The USA Ultimate algorithm isn't perfect; here's another way.

Among other sports, I’m a fan of college hockey. And, surprisingly, college hockey shares many of the same issues as ultimate when determining postseason bids: each conference receives one automatic bid, and mathematical formulas1 are used to determine the other 12 teams.2

College hockey also suffers from one of the main problems that plagues ultimate algorithms: a lack of interconnectivity between teams. So I decided to look at the formulas and ranking system adopted in NCAA hockey and seeing if they can be used to improve ultimate rankings.

Methodology

One of the college hockey formulas, the Bradley-Terry system, is based on a stipulation that the probability of a team with rating A defeating a team with rating B is given by A / (A + B).

For example, NationalsTeam has a rating of 4.2. SectionalsTeam has a rating of 0.8. The likelihood of NationalsTeam beating SectionalsTeam is 4.2 / (4.2 + 0.8) = 0.84, or 84%.

But how do we figure out a rating for a single team? Let’s say we have two teams with “known” ratings: RegionalsTeam rated 1.7 and SectionalsTeam rated 0.8. We are trying to figure out the rating for UnknownTeam, which has a 2-3 record against RegionalsTeam and a 2-1 record against SectionalsTeam. We’ll guess an initial rating of 1.0 for UnknownTeam. Using this rating with the Bradley-Terry equation, in the 5 games against RegionalsTeam and 3 games against SectionalsTeam we would expect a win total of:

5 * 1.0 / (1.0 + 1.7) + 3 * 1.0 / (1.0 + 0.8)

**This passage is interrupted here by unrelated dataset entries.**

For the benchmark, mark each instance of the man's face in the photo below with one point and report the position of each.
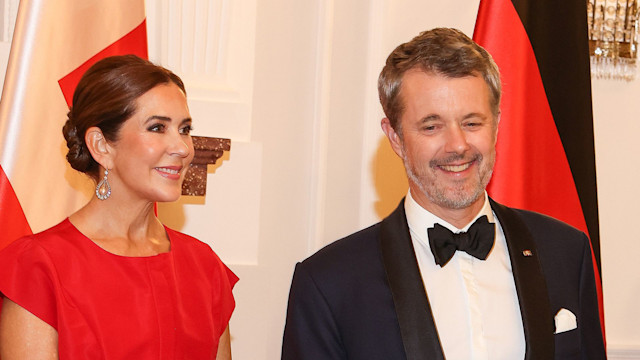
(448, 139)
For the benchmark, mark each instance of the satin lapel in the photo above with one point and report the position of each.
(417, 327)
(530, 284)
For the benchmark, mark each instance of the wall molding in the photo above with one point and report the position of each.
(320, 145)
(623, 352)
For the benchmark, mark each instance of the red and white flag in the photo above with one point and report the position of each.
(54, 42)
(545, 158)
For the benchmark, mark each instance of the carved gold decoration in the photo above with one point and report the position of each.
(207, 151)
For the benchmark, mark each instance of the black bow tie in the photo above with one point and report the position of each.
(477, 241)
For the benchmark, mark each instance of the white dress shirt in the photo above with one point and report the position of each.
(474, 302)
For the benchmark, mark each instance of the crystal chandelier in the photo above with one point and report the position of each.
(613, 37)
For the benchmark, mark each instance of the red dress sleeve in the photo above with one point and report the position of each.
(226, 303)
(28, 278)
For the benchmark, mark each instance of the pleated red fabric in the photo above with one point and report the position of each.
(173, 305)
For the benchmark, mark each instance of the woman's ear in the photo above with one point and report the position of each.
(99, 147)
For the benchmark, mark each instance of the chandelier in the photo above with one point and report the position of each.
(613, 38)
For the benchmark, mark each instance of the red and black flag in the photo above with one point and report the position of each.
(545, 151)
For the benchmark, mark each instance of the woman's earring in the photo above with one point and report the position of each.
(103, 189)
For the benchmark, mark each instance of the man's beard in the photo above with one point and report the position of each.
(456, 197)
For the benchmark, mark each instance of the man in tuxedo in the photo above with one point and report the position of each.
(450, 273)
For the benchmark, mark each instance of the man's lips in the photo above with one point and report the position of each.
(456, 168)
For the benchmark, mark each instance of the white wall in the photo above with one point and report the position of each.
(308, 162)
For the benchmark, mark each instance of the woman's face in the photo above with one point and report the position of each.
(154, 148)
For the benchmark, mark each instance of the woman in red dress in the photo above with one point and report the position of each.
(110, 281)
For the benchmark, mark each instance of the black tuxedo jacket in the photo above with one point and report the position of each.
(362, 297)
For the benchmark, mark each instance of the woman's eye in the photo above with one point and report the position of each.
(156, 128)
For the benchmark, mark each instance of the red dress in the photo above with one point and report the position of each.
(173, 305)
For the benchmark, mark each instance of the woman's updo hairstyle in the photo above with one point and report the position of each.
(106, 97)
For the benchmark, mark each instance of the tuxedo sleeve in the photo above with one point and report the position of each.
(311, 331)
(589, 322)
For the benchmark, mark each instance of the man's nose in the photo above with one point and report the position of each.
(456, 140)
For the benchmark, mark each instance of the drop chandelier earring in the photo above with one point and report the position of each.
(103, 189)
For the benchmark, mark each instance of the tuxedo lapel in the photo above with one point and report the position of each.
(417, 327)
(530, 284)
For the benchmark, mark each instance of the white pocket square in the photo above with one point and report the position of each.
(565, 321)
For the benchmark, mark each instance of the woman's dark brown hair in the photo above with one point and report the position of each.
(106, 97)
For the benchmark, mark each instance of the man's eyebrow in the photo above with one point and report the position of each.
(430, 117)
(475, 114)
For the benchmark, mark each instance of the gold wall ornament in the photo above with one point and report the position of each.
(613, 38)
(207, 151)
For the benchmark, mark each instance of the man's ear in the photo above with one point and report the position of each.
(394, 139)
(98, 146)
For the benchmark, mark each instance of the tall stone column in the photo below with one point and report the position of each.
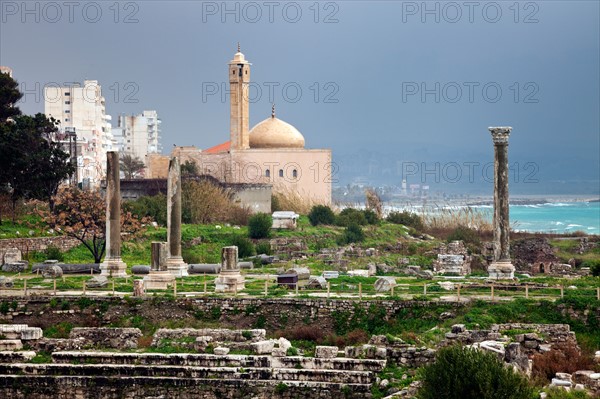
(175, 263)
(230, 279)
(501, 266)
(113, 265)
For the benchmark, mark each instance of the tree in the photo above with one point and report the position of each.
(259, 225)
(373, 202)
(131, 166)
(32, 163)
(82, 215)
(466, 373)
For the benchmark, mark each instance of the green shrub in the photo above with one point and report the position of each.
(408, 219)
(152, 206)
(594, 265)
(371, 216)
(464, 373)
(321, 214)
(465, 234)
(350, 216)
(245, 246)
(352, 233)
(259, 225)
(53, 252)
(559, 393)
(263, 248)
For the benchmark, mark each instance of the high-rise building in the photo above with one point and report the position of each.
(81, 111)
(138, 135)
(6, 70)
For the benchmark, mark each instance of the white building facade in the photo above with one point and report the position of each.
(81, 110)
(138, 135)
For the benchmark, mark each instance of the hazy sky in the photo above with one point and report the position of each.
(387, 82)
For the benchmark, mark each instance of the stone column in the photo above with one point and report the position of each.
(230, 279)
(113, 265)
(175, 263)
(501, 266)
(159, 277)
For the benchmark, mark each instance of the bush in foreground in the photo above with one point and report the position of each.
(465, 373)
(321, 214)
(352, 233)
(594, 265)
(408, 219)
(350, 216)
(259, 225)
(245, 246)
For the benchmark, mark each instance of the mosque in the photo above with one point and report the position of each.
(272, 153)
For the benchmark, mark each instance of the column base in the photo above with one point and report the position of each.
(177, 267)
(114, 267)
(158, 280)
(501, 269)
(229, 281)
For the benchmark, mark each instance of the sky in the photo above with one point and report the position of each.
(397, 89)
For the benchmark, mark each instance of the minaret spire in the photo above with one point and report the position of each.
(239, 81)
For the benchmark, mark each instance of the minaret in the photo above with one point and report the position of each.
(239, 79)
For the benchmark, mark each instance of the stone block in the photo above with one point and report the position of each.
(10, 344)
(31, 333)
(221, 351)
(531, 344)
(563, 376)
(97, 282)
(14, 267)
(105, 337)
(263, 347)
(384, 284)
(52, 272)
(12, 255)
(458, 328)
(284, 344)
(278, 352)
(6, 282)
(16, 357)
(140, 269)
(326, 352)
(557, 382)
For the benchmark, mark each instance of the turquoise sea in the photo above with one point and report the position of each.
(555, 217)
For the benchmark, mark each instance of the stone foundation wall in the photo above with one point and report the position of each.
(100, 387)
(26, 245)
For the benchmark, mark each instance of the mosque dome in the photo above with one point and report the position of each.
(275, 133)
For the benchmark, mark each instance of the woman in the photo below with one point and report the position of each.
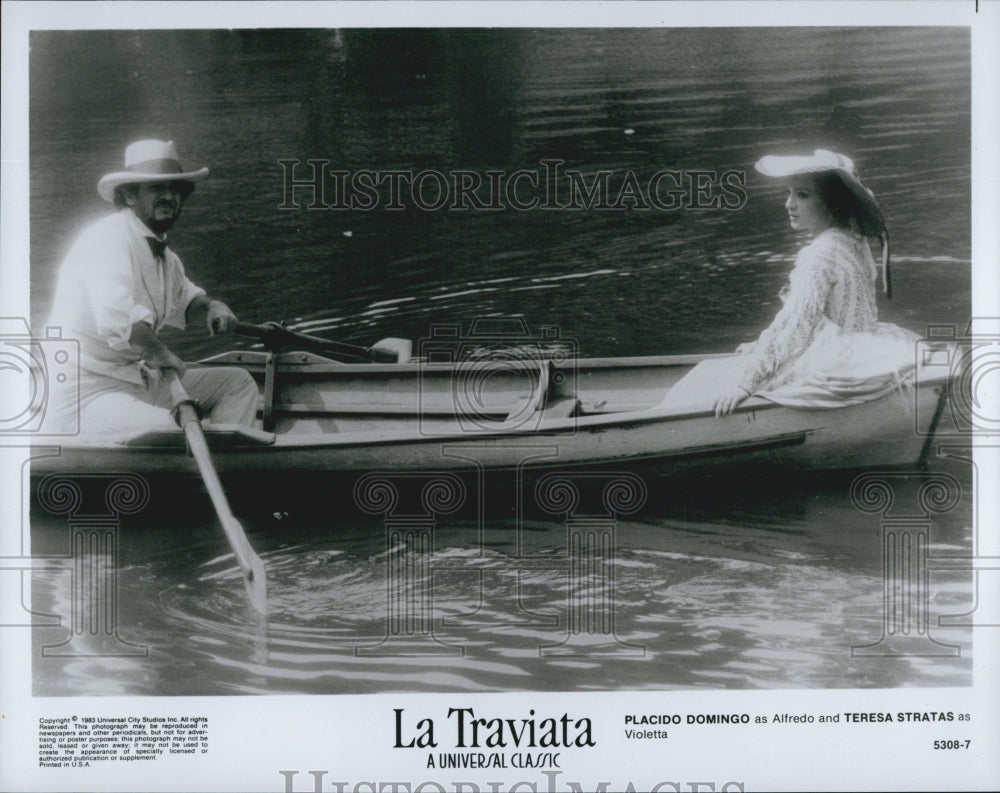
(825, 347)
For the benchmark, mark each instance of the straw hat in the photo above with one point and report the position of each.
(148, 161)
(867, 212)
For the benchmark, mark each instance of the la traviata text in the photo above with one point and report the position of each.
(472, 732)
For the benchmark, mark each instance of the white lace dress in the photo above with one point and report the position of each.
(826, 347)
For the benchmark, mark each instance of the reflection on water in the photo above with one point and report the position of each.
(735, 588)
(713, 588)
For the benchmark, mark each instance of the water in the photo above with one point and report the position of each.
(734, 587)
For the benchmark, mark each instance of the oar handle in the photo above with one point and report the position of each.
(276, 336)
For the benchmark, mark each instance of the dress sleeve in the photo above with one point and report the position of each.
(108, 285)
(183, 292)
(792, 329)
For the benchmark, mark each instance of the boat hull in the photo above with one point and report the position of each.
(605, 413)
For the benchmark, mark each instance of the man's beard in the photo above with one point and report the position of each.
(163, 225)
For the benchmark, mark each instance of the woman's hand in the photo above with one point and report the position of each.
(727, 402)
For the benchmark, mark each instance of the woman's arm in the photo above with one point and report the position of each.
(789, 334)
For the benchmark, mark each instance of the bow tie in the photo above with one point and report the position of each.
(157, 247)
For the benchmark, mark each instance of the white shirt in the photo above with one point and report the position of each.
(110, 280)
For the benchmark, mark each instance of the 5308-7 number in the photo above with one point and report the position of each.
(952, 744)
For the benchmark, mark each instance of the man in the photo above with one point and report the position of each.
(120, 285)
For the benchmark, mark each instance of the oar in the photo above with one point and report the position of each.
(276, 336)
(254, 577)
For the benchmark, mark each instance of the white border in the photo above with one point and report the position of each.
(253, 738)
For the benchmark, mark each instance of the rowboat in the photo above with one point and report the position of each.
(321, 416)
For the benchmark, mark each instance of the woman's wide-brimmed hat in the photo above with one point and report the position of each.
(867, 212)
(148, 161)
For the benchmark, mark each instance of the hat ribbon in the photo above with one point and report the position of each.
(886, 278)
(164, 166)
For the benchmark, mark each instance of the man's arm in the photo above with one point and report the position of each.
(214, 314)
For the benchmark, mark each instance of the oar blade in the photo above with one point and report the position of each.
(251, 565)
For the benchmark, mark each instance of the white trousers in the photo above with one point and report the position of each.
(227, 395)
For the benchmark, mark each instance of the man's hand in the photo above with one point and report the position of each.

which comes out to 3.52 games.

The fact that, in reality, UnknownTeam won a total of 4 games (instead of 3.52) means the rating for UnknownTeam needs to be adjusted up a little bit.3 Using the new adjusted rating, we can again calculate the expected wins of UnknownTeam, and then adjust the rating again.

This enables us to calculate the rating for a single team, but we aren’t adjusting ratings for RegionalsTeam and SectionalsTeam — in the example above, those ratings are held constant. To simultaneously generate ratings for all teams playing during the regular season, I followed this process:

  1. Give every team an initial estimated rating of 1.0.
  2. Using current estimated team ratings, calculate adjustments for each team using their win-loss record.4
  3. Apply the calculated ratings adjustments for each team to generate new estimated ratings.
  4. Repeat steps 2-3 until the maximum adjustment is tiny5

My initial attempt generated rankings which made no sense: undefeated teams were rewarded way too much, even when using methods to account for this weakness.

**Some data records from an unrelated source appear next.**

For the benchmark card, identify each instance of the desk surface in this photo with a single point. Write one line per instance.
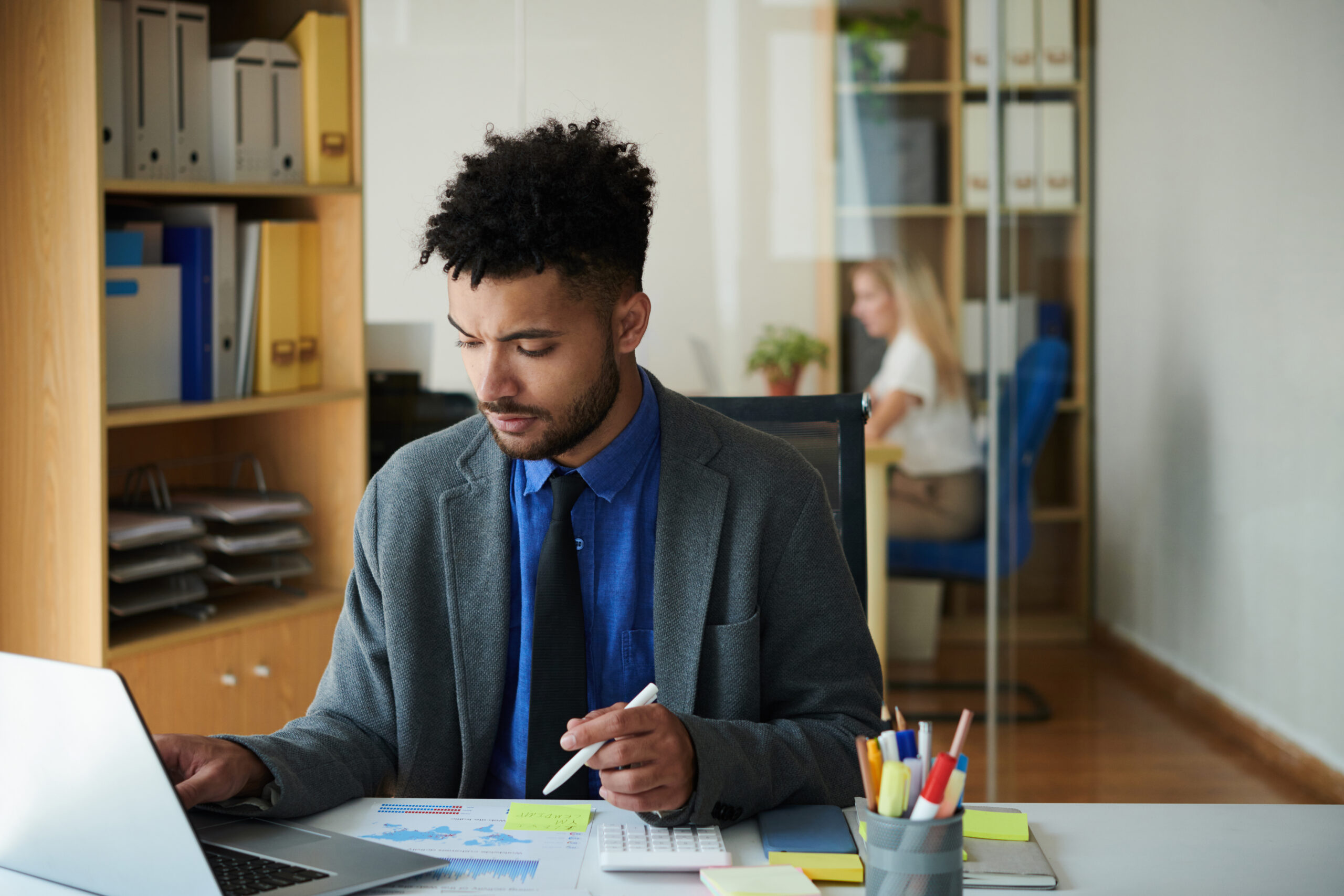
(1095, 848)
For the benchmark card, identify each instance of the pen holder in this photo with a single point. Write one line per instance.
(913, 856)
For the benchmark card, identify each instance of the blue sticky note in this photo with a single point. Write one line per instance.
(124, 248)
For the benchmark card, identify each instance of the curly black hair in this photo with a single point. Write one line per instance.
(573, 196)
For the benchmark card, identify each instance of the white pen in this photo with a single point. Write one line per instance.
(643, 699)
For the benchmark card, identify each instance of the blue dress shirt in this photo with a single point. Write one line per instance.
(613, 527)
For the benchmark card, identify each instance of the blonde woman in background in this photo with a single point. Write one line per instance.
(920, 402)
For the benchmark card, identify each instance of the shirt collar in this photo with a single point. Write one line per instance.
(613, 467)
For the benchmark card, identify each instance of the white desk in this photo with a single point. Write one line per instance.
(1096, 849)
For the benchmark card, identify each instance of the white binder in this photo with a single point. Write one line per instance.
(1019, 41)
(112, 112)
(143, 327)
(1058, 152)
(979, 16)
(222, 220)
(191, 92)
(1021, 164)
(1057, 42)
(975, 155)
(147, 64)
(241, 112)
(287, 92)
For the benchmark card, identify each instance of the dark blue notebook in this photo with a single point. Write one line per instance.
(805, 829)
(188, 248)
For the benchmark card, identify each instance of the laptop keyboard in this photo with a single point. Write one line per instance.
(244, 875)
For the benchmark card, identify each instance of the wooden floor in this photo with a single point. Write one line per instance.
(1107, 742)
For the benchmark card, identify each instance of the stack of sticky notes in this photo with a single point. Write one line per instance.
(759, 880)
(994, 825)
(815, 840)
(843, 867)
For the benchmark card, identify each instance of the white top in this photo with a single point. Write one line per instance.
(937, 436)
(1096, 849)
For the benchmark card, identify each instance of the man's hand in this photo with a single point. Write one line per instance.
(649, 766)
(206, 770)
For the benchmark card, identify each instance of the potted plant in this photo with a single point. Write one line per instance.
(879, 45)
(781, 354)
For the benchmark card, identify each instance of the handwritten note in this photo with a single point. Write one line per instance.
(995, 825)
(548, 817)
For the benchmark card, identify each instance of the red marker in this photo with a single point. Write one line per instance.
(930, 798)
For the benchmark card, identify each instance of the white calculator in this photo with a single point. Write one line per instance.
(643, 848)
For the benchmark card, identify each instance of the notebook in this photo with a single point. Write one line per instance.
(1004, 863)
(805, 829)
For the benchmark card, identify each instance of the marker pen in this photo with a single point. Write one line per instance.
(916, 779)
(887, 742)
(927, 746)
(930, 798)
(875, 765)
(906, 745)
(896, 789)
(956, 786)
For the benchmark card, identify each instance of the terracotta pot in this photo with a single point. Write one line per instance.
(783, 385)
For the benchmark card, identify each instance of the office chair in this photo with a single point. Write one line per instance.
(828, 431)
(1026, 414)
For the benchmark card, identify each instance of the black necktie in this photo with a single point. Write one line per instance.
(560, 659)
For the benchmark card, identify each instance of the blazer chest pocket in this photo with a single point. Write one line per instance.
(730, 671)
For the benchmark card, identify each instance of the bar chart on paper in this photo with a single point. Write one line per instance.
(483, 858)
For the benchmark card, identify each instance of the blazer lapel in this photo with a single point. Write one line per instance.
(478, 549)
(691, 504)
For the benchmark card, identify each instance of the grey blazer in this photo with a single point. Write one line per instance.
(760, 641)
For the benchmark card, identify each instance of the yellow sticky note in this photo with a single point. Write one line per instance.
(759, 880)
(846, 867)
(548, 817)
(995, 825)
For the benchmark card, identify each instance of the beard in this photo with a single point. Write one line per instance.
(568, 430)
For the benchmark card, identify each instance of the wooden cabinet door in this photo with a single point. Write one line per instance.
(281, 666)
(195, 688)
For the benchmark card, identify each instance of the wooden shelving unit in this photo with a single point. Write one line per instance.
(1049, 250)
(256, 664)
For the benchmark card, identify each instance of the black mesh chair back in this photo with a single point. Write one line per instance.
(828, 431)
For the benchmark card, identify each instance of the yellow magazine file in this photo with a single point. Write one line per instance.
(310, 304)
(277, 308)
(323, 46)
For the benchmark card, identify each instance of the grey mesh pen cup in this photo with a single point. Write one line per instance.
(908, 858)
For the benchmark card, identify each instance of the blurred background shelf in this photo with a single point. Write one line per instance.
(256, 664)
(183, 412)
(121, 187)
(166, 629)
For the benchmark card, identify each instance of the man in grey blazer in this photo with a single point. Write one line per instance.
(474, 655)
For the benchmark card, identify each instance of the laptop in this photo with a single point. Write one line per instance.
(85, 801)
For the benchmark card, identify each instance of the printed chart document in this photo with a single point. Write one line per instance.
(484, 858)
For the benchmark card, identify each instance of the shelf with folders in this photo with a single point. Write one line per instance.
(197, 96)
(123, 187)
(1045, 227)
(61, 440)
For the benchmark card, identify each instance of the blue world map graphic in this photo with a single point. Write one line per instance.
(401, 835)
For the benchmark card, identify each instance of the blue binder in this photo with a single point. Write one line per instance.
(188, 248)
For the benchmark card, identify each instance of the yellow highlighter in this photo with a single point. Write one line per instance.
(896, 789)
(875, 765)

However, ultimate has an aspect that can be leveraged to generate a larger data set. Each point of a game can be considered its own “mini-game.” So if a game finished with a score of 15-8, this would count as 23 “mini-games.” Now we’ve got a far larger data set to evaluate. A team’s rating under this system is no longer related to the likelihood of winning an entire ultimate game, but the likelihood of them winning any given point in a game.

2015 College

Using this “per-point” method, the 2015 USAU college regular season6 gives the following ratings (Men’s on left, Women’s on right):

Bradley-Terry Rankings for 2015 College ultimate.

Using the above ratings to determine bids to 2015 College Nationals would result in fairly similar results to the actual allotted bids under the USAU algorithm.

On the Men’s side, the sole difference is the strength bid awarded to Maryland and the Atlantic Coast region under the current USAU algorithm is instead awarded to Minnesota and the North Central region. Cincinnati would still have earned its strength bid for the Ohio Valley region.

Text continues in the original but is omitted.